In the same way that formal institutions inside the member states are largely stripped of power – Gulf business and political culture dictating that decision-making is conducted in informal ways away from the public spotlight – cross-border institutions are always likely to remain weak by comparison. Centrepiece cross-border economic projects will be the cohesive factor that will bind the countries together. Nuclear co-operation, cross-border gas flows and the onset of the single market will all force the pace of political harmonisation. If the Gulf’s business community starts thinking in cross-border terms, the political leadership will surely have to follow.
Like the EU, the GCC also has to face up to the challenge of expansion. The GCC appears to accept Yemen in principle as a membership candidate. But in their underlying attitude towards Yemen, there is a clear difference between many of the small Gulf states, which are in no hurry to see a poor and populous new member state enter the GCC, and Riyadh, which recognises the need to integrate the country into the regional economy if the profound socio-economic problems that help sustain its Sunni militancy and the Houthi rebellion are to be solved.
There is no prospect of the GCC falling apart. But it is unlikely to unite meaningfully in political terms in the near term, despite the frequently pronounced public aspirations of Gulf unity. The nation state still has currency in the Gulf region. The younger leaderships that have assumed power in Qatar, Bahrain and the UAE in the past decade and a half are less willing than their predecessors to kowtow to traditional Gulf power relationships. As soon as sovereignty is threatened, cross-border initiatives lose traction. Integration is inevitable, but its speed will doubtless mimic the traditional Gulf two-step: slow, slow, quick, quick, slow.
Comprising Bahrain, Kuwait, Oman, Qatar, Saudi Arabia and the UAE, the GCC was formed in 1981 primarily with the aim of co-ordinating the Arab Gulf states’ economic policies, but also representing a wider aspiration towards regional unity.
The charter agreed on 26 May 1981 in Abu Dhabi resulted in the six states committing to “developing their relations, effect co-ordination and integration, deepen and strengthen the links and ties that exist between their peoples in various fields, establish joint projects and introduce similar regulations in all economic, cultural, information, social and legislative areas, so as to serve their interests and strengthen their capability to adhere to their doctrine and values”.

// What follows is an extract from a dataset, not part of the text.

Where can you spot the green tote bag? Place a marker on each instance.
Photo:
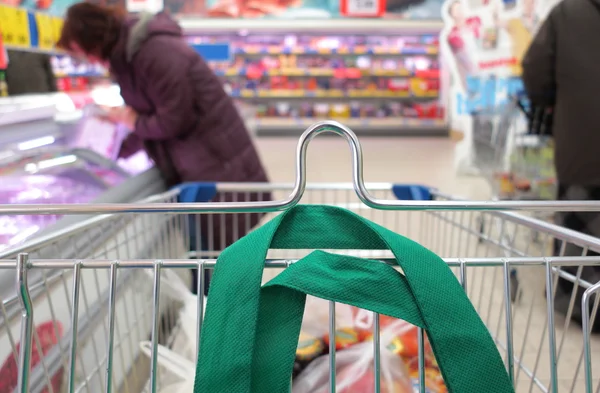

The GCC has evolved into the Middle East’s most important regional bloc. Since 1982, the countries have been linked in a common defence treaty. Economic links have strengthened over time. A customs union was implemented in 2003 and by 2008 a single market will be implemented. If the ambitious deadlines are reached, by 2010, the six member states (minus Oman) will have merged their currencies – though severe doubts have emerged over the likely timeframe.
Structurally, the GCC is dominated by the largest Gulf state, Saudi Arabia, whose GDP and population is much bigger than the others. Seen by some Gulf states as the GCC’s big brother, this is a continued source of tension between member states.
Yemen’s proposed entry is another contentious issue. Riyadh sees advantages in Sanaa’s entry, but the smaller Gulf societies may be concerned that the award of full GCC rights would stimulate mass migration from low-income Yemen to the affluent end of the Arabian peninsula. But the EU, with its phased entry conditions for former Eastern European countries, provides an example of how social migratory pressures can be managed.